Так взяло все время, что теперь, в минуту отдыха, вдруг не хочется думать о нем. Усталость обволакивает все чувства липкою пеленою. Глаза не хотят глядеть.

Прилег на диван. На письменном столе стынет недопитый стакан чаю. Бледное, нервное лицо склонилось. На темно-красной подушке оно кажется особенно бледным и худым.

Припомнилась далекая Сибирь. Подневольное житье в ней. Лютые морозы. Земля, которая и летом не оттаивала глубоко. Товарищи суровой ссылки. Долгие, долгие ночи. И такой мрак, и такой холод!

Захотелось безопасности, уюта, семьи. Услышать детский лепет в этой квартире, слишком большой и слишком богатой для одного, — и робкие упражнения на рояли, — и внезапный смех.

Подумал: «Разве с меня не довольно? Пусть работают другие».

И улыбка. Конечно, пусть другие.

И сразу же знал, что это — так только.

Нет, уже не оторваться от дела…

Опять тонкая дремота.

И вдруг легкие шаги.

Встрепенулся. Открыл глаза.

Никого нет.

Странно, — в последнее время Пусторослев не раз замечал в минуты усталости и отдыха, что он не один. Чьи-то легкие шаги шуршали по полу недалеко от него, — словно кто-то маленький тихонько проходил мимо него, осторожно, босыми ногами. Маленький, едва достигавший головою до дивана. Подходил, всматривался, поднимая прекрасное нездешнее лицо. Прислушивался. Говорил что-то тихое и странно внятное. Звал куда-то.

Но стоило открыть глаза — и странный посетитель с легким шорохом скрывался. И уже казалось, что и не было его.
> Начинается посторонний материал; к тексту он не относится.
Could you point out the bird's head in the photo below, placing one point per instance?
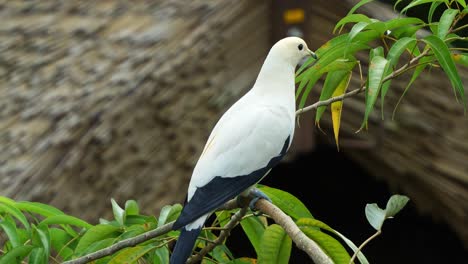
(292, 49)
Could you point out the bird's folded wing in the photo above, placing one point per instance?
(240, 153)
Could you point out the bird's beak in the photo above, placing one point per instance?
(312, 54)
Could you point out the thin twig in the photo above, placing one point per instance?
(129, 242)
(236, 218)
(363, 244)
(300, 239)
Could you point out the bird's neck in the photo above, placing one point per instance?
(275, 77)
(275, 82)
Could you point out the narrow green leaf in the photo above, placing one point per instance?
(314, 223)
(11, 232)
(377, 68)
(161, 255)
(419, 2)
(254, 229)
(94, 234)
(442, 53)
(275, 247)
(461, 59)
(375, 216)
(356, 6)
(287, 202)
(168, 213)
(38, 208)
(131, 208)
(432, 9)
(44, 238)
(65, 220)
(59, 241)
(423, 62)
(393, 57)
(353, 18)
(402, 22)
(13, 211)
(243, 261)
(17, 253)
(356, 29)
(306, 64)
(37, 256)
(445, 22)
(119, 213)
(330, 245)
(332, 81)
(131, 255)
(462, 3)
(395, 204)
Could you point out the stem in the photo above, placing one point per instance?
(363, 244)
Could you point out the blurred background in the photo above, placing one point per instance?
(115, 99)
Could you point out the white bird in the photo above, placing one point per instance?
(248, 140)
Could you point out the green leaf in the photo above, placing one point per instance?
(306, 64)
(131, 255)
(37, 256)
(395, 204)
(17, 253)
(44, 238)
(275, 247)
(131, 208)
(393, 56)
(314, 223)
(375, 216)
(377, 68)
(462, 3)
(402, 22)
(254, 229)
(332, 81)
(330, 245)
(432, 9)
(288, 203)
(65, 220)
(419, 2)
(356, 29)
(13, 211)
(94, 234)
(243, 261)
(445, 22)
(461, 59)
(169, 213)
(11, 232)
(119, 213)
(356, 6)
(330, 56)
(423, 62)
(59, 241)
(442, 53)
(161, 255)
(353, 18)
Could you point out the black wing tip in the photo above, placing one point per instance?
(184, 245)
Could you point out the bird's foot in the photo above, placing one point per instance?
(257, 195)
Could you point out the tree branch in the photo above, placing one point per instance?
(300, 239)
(129, 242)
(235, 220)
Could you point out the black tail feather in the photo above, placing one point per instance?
(184, 245)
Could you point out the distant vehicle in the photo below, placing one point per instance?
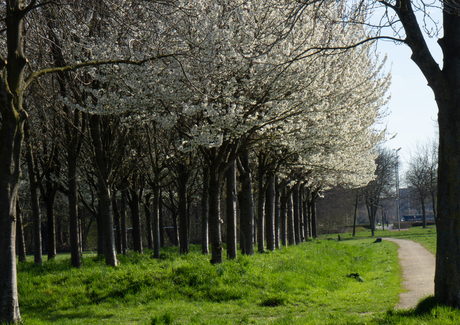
(415, 218)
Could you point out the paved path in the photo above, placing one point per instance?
(418, 266)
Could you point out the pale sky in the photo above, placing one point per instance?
(412, 108)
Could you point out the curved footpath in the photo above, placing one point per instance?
(418, 266)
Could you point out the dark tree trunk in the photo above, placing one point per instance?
(51, 226)
(283, 218)
(246, 203)
(260, 206)
(277, 214)
(270, 212)
(35, 206)
(314, 233)
(290, 219)
(184, 238)
(156, 222)
(20, 243)
(116, 222)
(136, 220)
(296, 213)
(205, 212)
(161, 220)
(305, 218)
(422, 203)
(214, 215)
(75, 252)
(231, 212)
(124, 235)
(148, 221)
(11, 135)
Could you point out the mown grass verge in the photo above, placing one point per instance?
(312, 283)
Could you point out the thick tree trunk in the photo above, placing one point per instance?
(156, 222)
(283, 218)
(231, 212)
(161, 219)
(205, 212)
(51, 226)
(184, 238)
(124, 235)
(270, 212)
(11, 135)
(75, 253)
(35, 206)
(20, 242)
(214, 215)
(296, 212)
(136, 220)
(105, 216)
(116, 223)
(148, 221)
(261, 206)
(290, 219)
(314, 196)
(277, 214)
(246, 202)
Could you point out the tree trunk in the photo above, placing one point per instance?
(156, 222)
(231, 212)
(260, 206)
(283, 219)
(11, 135)
(246, 202)
(116, 222)
(51, 226)
(214, 215)
(355, 217)
(124, 235)
(184, 238)
(20, 243)
(290, 219)
(205, 213)
(136, 220)
(75, 253)
(35, 206)
(314, 196)
(148, 221)
(277, 214)
(270, 212)
(296, 210)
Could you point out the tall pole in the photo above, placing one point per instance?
(397, 189)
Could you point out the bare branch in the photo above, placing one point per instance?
(31, 77)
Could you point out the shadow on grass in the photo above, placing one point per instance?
(426, 309)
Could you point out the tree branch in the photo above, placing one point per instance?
(34, 75)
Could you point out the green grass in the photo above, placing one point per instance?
(305, 284)
(354, 281)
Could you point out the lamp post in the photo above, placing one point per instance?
(397, 189)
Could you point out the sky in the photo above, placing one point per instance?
(412, 109)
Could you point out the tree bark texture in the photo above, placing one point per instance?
(290, 219)
(270, 212)
(231, 212)
(261, 206)
(214, 215)
(184, 238)
(35, 206)
(246, 202)
(205, 212)
(11, 136)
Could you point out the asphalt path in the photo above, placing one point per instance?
(418, 266)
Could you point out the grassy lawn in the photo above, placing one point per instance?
(354, 281)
Сначала Пусторослев и не думал об этих посещениях. Мало ли что приснится или покажется в минуты тоски и усталости.

Но вот уже несколько дней подряд маленький гость стал занимать внимание Пусторослева.
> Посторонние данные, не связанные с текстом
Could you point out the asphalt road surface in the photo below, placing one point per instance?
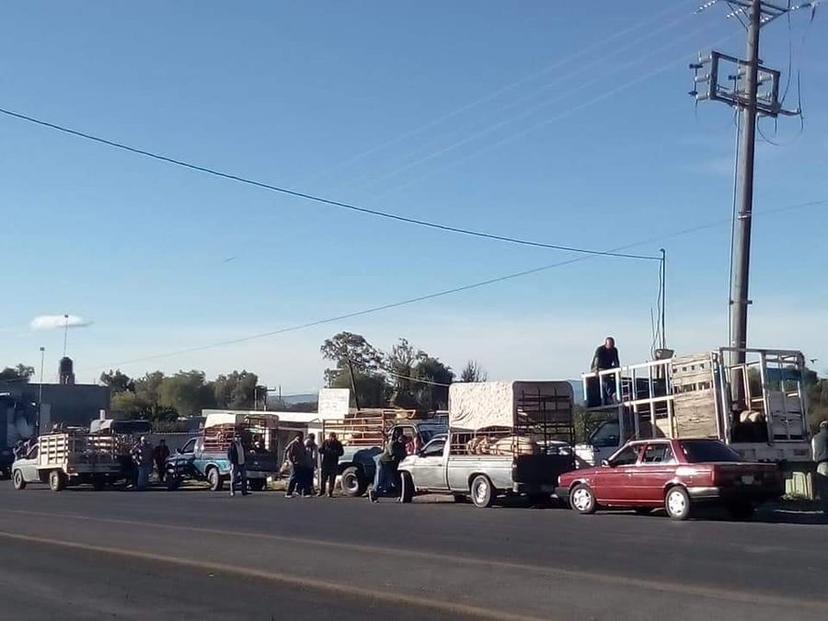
(81, 554)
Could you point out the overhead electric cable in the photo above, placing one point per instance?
(445, 292)
(312, 197)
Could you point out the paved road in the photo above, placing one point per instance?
(83, 555)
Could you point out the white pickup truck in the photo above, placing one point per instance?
(69, 458)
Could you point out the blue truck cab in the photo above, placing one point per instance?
(204, 456)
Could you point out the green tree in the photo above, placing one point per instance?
(399, 364)
(186, 392)
(117, 381)
(347, 351)
(431, 393)
(236, 390)
(19, 373)
(473, 372)
(372, 389)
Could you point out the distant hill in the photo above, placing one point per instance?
(273, 398)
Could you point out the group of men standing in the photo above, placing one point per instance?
(144, 457)
(302, 456)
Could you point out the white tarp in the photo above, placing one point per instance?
(333, 402)
(478, 405)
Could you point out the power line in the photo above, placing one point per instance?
(527, 113)
(537, 126)
(445, 292)
(312, 197)
(655, 19)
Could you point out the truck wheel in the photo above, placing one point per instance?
(17, 479)
(352, 481)
(582, 499)
(481, 491)
(215, 480)
(677, 503)
(740, 510)
(57, 480)
(407, 494)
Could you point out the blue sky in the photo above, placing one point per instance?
(531, 119)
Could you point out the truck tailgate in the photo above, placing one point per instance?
(541, 469)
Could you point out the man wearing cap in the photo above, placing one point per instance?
(238, 468)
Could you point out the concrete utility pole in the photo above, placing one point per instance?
(754, 90)
(739, 283)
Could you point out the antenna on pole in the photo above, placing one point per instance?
(65, 333)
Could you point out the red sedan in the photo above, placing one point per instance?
(675, 474)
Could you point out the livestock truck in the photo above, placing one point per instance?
(758, 407)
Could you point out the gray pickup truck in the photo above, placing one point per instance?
(504, 439)
(356, 466)
(483, 478)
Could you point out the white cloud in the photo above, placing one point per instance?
(54, 322)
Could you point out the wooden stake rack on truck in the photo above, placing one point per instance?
(204, 457)
(505, 439)
(363, 434)
(695, 397)
(69, 458)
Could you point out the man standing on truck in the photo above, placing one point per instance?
(819, 444)
(331, 450)
(238, 469)
(606, 357)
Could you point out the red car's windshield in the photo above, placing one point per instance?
(699, 451)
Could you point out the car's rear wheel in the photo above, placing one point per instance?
(214, 479)
(57, 480)
(353, 482)
(407, 494)
(677, 503)
(582, 499)
(482, 494)
(18, 480)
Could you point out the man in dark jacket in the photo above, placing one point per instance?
(296, 456)
(386, 463)
(331, 450)
(160, 455)
(238, 469)
(819, 444)
(605, 358)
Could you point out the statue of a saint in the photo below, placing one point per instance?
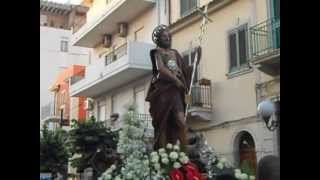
(169, 86)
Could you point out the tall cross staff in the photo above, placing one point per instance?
(203, 27)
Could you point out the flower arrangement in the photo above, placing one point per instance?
(171, 163)
(131, 146)
(168, 163)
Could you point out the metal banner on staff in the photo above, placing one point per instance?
(203, 27)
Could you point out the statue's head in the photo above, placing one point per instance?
(161, 36)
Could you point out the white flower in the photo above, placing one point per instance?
(164, 155)
(220, 165)
(113, 167)
(223, 160)
(174, 155)
(146, 162)
(238, 175)
(169, 146)
(184, 159)
(108, 176)
(155, 159)
(176, 165)
(129, 175)
(157, 166)
(153, 154)
(243, 176)
(165, 160)
(161, 151)
(182, 154)
(176, 147)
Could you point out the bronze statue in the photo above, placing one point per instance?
(167, 91)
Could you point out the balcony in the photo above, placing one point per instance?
(123, 65)
(265, 46)
(120, 11)
(201, 103)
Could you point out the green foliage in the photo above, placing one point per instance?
(95, 144)
(53, 151)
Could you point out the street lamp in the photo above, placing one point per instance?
(265, 110)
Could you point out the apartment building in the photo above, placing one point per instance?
(239, 66)
(56, 53)
(119, 31)
(241, 60)
(67, 108)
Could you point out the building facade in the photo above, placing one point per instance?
(67, 108)
(241, 58)
(56, 53)
(239, 66)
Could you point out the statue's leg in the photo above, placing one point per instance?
(182, 131)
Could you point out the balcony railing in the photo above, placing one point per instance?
(145, 118)
(47, 110)
(78, 24)
(123, 65)
(116, 54)
(265, 37)
(201, 96)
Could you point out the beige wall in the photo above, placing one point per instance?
(234, 99)
(224, 139)
(74, 108)
(139, 29)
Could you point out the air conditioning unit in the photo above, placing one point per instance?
(88, 104)
(107, 40)
(123, 29)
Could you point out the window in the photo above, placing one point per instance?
(43, 20)
(140, 99)
(186, 58)
(101, 111)
(64, 46)
(238, 48)
(187, 6)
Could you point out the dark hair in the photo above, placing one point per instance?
(157, 33)
(269, 168)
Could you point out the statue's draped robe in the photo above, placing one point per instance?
(166, 100)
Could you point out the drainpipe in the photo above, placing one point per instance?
(158, 12)
(169, 12)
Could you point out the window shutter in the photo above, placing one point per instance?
(183, 6)
(233, 51)
(193, 4)
(242, 46)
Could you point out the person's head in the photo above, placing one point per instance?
(161, 36)
(269, 168)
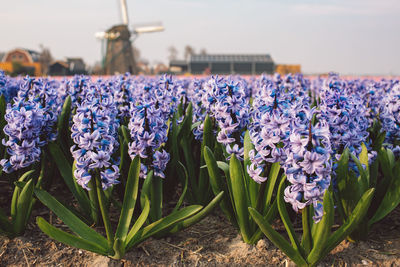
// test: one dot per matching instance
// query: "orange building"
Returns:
(284, 69)
(25, 57)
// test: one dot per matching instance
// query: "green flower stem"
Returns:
(104, 211)
(42, 170)
(307, 239)
(94, 202)
(156, 199)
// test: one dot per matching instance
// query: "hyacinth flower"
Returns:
(29, 125)
(190, 130)
(380, 172)
(308, 168)
(148, 131)
(237, 176)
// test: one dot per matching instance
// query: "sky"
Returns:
(351, 37)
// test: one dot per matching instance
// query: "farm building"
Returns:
(24, 59)
(226, 64)
(71, 66)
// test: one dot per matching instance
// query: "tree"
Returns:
(45, 59)
(173, 53)
(188, 51)
(136, 53)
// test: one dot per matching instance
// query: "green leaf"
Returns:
(272, 211)
(140, 221)
(285, 216)
(271, 181)
(198, 216)
(277, 239)
(3, 122)
(322, 229)
(182, 197)
(145, 192)
(16, 194)
(63, 119)
(69, 239)
(125, 133)
(195, 125)
(186, 125)
(66, 172)
(5, 224)
(363, 180)
(349, 189)
(128, 205)
(217, 183)
(240, 197)
(253, 187)
(73, 222)
(351, 223)
(391, 199)
(156, 198)
(23, 203)
(364, 155)
(203, 183)
(162, 224)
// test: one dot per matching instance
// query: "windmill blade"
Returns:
(124, 12)
(148, 27)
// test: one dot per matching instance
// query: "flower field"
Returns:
(303, 162)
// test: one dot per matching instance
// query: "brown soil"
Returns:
(211, 242)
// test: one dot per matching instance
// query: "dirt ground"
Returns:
(212, 242)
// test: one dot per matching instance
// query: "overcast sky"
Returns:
(347, 36)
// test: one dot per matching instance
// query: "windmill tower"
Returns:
(118, 56)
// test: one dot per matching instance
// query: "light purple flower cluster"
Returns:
(390, 117)
(8, 86)
(94, 132)
(227, 102)
(308, 164)
(31, 123)
(270, 127)
(346, 115)
(148, 127)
Прежде он приходил изредка. Теперь — каждый вечер. И Пусторослев уже начал ждать его.

В неверном, мертвом и неподвижном свете электрической лампы он приходил, легкий, маленький. И шаги его становились слышнее, — словно он уже вырос, стал смелее и решительнее.

Прежде он подкрадывался на цыпочках, — а откроешь глаза — он укатывался куда-то дробными шагами, как испуганный мышонок, и не разобрать было, куда он убежал.

Теперь он приходил неторопливо, и слышно было, как легко, спокойно и уверенно ступают на паркете его ноги. И Пусторослев не решался еще очень быстро открыть глаза. Тот, ночной, уходил не торопясь, и Пусторослев наконец приметил, куда он уходит.

Это было место на стене. Самое обыкновенное на невнимательный взгляд. Немного ниже и наискось того места, где в черной раме висела гравюра, Мона Лиза. Между двух стульев. Узор обоев ничем, по-видимому, не отличался. Но было какое-то странное и значительное выражение в этих зеленоватых странных цветах.

И когда Пусторослев долго всматривался в узор, ему вдруг начинало казаться, что это место на стене чем-то обведено, словно за ним скрывается тайная дверь.

Лежал, закрыв глаза. От лампы на столе поодаль падали неподвижные пятна света на тонкое лицо. Услышал легкие шаги. Маленький посетитель подошел, всматривался и чего-то ждал. И в этом ожидающем стоянии неизвестного посетителя было что-то жуткое, тоскливое, вынуждающее к чему-то.

«Что-то надо сказать или сделать», — подумал Пусторослев.

Он слегка приоткрыл глаза — и замер от жуткого и сладкого ужаса. Перед ним стоял мальчик лет десяти на вид, весь белый, тонкий и сияющий. На бледном, точно неживом лице жутко мерцали черные, страшно глубокие глаза. Одежда странного покроя, вся белая, открывала тонкую, длинную шею, и открыты были выше колен стройные, тонкие ноги. И весь он был спокойный и словно неживой, и только черные на бледном лице глаза жили и настойчиво вопрошали.

Миг один длилось видение, — и скрылось. Пусторослев открыл глаза, быстро встал, двинулся к мальчику, протянул руки, — но мальчика уже не было.

— Милый! кто же ты? где же ты? — воскликнул Пусторослев.

Стало тихо. Ожиданием была растворена тишина.

И вдруг, — тихий, сладкий и звонкий раздался смех. Пронесся в зыбкой тишине, — и замер.

И Пусторослев вдруг почувствовал, что он остался один.

Один! Никогда еще с такою значительностью не представало пред ним это столь страшное, столь великое, столь непонятое людьми слово.

Одиночество, сладостное и несравненное, великий праздник для великой и надменной души, великое томление для вопрошающего человека!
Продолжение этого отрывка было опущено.